“Not if you’d rather I didn’t,” she said, and he laughed helplessly. It was his first laughter since Sean’s death, and he was amazed by how much it helped.

“Well, I will be damned,” he said at last, then cocked an eyebrow. “But isn’t it also a bit risky to plant so many people in the very area where Anu is pushing hardest?”

“Colin, everything we’ve ever done has been a risk. Of course we took chances-terrible ones, sometimes—but Anu’s own control is pretty indirect. Both sides know a great deal about what the other is up to—we more than him, we hope—but he can’t afford to go around killing everyone he simply suspects.”

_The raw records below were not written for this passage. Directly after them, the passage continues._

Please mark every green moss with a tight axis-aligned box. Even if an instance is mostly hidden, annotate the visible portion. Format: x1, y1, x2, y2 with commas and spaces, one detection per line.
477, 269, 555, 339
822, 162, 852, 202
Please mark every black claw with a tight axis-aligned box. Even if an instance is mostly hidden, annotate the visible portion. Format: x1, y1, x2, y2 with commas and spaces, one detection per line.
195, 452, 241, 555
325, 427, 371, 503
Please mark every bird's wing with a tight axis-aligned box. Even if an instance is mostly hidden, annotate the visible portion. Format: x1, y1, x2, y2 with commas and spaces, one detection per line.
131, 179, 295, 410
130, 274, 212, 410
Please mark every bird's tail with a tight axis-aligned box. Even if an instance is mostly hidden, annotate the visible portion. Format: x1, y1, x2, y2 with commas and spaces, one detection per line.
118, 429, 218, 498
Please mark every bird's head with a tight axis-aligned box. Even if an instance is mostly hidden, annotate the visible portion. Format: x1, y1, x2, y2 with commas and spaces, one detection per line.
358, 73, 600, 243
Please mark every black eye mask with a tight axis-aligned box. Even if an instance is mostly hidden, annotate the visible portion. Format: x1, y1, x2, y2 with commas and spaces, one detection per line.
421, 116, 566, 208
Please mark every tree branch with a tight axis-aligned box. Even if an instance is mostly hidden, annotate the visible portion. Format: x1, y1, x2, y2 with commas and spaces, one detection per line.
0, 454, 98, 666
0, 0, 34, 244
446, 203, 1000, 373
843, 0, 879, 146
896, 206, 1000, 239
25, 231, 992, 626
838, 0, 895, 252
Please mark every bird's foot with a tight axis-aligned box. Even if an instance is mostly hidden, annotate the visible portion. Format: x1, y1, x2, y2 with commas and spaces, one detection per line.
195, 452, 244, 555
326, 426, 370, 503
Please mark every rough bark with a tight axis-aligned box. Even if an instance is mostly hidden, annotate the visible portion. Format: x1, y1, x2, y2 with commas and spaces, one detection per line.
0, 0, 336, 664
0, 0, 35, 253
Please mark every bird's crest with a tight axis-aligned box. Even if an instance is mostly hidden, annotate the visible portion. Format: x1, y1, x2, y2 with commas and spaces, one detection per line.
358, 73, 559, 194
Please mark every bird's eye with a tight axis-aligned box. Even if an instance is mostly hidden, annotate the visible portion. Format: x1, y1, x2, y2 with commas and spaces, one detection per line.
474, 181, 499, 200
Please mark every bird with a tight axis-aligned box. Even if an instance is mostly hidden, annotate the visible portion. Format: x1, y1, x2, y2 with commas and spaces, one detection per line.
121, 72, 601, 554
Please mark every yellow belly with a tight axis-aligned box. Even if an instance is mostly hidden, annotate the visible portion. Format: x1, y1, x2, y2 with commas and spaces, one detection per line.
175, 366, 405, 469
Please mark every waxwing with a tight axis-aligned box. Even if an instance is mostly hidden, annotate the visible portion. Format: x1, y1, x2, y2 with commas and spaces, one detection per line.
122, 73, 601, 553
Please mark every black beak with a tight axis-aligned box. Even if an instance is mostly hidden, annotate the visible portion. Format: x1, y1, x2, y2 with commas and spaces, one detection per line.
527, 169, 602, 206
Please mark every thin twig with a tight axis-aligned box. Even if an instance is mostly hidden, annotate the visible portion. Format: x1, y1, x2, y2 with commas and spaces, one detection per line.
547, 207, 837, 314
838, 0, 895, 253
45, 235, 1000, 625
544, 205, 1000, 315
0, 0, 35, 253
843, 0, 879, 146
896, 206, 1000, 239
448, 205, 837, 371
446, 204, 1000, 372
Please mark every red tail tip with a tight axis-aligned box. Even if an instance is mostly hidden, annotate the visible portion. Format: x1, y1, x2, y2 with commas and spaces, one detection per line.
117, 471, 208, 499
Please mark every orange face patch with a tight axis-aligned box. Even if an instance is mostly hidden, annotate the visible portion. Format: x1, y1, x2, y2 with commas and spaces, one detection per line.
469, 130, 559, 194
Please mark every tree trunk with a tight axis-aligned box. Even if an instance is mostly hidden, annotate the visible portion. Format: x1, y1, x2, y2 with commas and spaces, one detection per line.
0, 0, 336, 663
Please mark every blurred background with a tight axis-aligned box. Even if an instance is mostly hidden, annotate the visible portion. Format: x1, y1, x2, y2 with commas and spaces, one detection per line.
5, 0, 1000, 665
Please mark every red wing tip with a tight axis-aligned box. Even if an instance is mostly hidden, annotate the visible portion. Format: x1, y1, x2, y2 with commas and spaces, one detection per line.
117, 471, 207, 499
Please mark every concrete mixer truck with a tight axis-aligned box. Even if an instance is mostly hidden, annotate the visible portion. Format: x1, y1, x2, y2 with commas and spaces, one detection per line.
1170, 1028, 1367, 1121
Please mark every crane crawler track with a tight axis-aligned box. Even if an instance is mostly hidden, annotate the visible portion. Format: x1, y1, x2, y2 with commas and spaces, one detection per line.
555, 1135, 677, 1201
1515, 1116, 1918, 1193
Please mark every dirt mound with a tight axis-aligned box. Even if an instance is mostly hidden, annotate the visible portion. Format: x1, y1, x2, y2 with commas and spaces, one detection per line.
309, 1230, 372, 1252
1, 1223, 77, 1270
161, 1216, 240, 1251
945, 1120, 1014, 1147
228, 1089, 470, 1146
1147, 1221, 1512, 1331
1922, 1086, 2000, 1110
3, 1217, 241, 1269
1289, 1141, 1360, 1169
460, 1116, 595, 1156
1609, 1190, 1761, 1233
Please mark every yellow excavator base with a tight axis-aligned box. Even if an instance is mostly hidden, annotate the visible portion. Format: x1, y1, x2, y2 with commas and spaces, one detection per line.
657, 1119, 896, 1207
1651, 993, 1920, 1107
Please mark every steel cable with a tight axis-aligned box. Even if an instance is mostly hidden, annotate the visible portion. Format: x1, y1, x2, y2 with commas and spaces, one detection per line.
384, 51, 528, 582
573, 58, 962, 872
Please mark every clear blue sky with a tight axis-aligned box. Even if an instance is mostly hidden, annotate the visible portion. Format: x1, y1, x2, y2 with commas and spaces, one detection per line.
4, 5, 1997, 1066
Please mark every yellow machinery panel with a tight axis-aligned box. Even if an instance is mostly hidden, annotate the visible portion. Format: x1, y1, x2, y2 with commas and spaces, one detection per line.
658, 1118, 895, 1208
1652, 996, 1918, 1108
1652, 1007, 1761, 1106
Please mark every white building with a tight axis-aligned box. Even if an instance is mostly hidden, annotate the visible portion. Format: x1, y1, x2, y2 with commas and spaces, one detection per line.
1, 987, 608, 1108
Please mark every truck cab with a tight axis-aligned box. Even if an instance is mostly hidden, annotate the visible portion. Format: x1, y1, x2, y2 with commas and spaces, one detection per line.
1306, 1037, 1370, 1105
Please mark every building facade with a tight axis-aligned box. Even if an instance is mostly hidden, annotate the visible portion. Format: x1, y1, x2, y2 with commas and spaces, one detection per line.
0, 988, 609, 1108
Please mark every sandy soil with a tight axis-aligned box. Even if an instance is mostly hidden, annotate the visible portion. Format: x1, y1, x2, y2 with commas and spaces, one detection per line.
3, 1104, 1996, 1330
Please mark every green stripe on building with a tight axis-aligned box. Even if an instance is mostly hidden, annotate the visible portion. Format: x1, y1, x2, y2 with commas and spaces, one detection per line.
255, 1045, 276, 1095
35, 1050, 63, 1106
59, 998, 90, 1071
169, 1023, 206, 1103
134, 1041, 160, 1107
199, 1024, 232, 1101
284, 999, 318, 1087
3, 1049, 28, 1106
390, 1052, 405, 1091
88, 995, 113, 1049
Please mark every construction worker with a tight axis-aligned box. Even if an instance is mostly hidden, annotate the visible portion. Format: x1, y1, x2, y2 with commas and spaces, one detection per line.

She paused, and her voice was grimmer when she continued.

“Still, he’s killed a lot on suspicion. ‘Accidents’ are his favorite method, but remember that shuttle Black Mecca shot down?” Colin nodded, and she shrugged. “That was Anu. It amuses him to use ‘degenerate’ terrorists to do his dirty work, and their fanaticism makes them easy to influence. Major Lemoine was aboard that shuttle, and he was one of ours. We don’t know how Anu got on to him, but that’s why so much terrorism’s focused on aerospace lately. In fact, Black Mecca’s claimed credit for what happened to Cal and the girls.”

“Lord.” Colin shook his head and leaned forward, bracing his elbows on the console and propping his chin on his palms. “All this time, and no one ever suspected. It’s hard to believe.”

“There’ve been a few times we thought it was all over,” Isis said. “Once we even thought they’d actually found Nergal. In fact, that’s why Jiltanith was ever brought out of stasis at all.”

“Hm? Oh! Getting the kids out just in case?”

“Precisely. That was about six hundred years ago, and it was the worst scare we ever had. The Council had recruited quite a few Terra-born even then—and you’d better believe they had trouble adjusting to the whole idea!—and some of them took the children and scattered out across the planet. Which also explains ’Tanni’s English; she learned it during the Wars of the Roses.”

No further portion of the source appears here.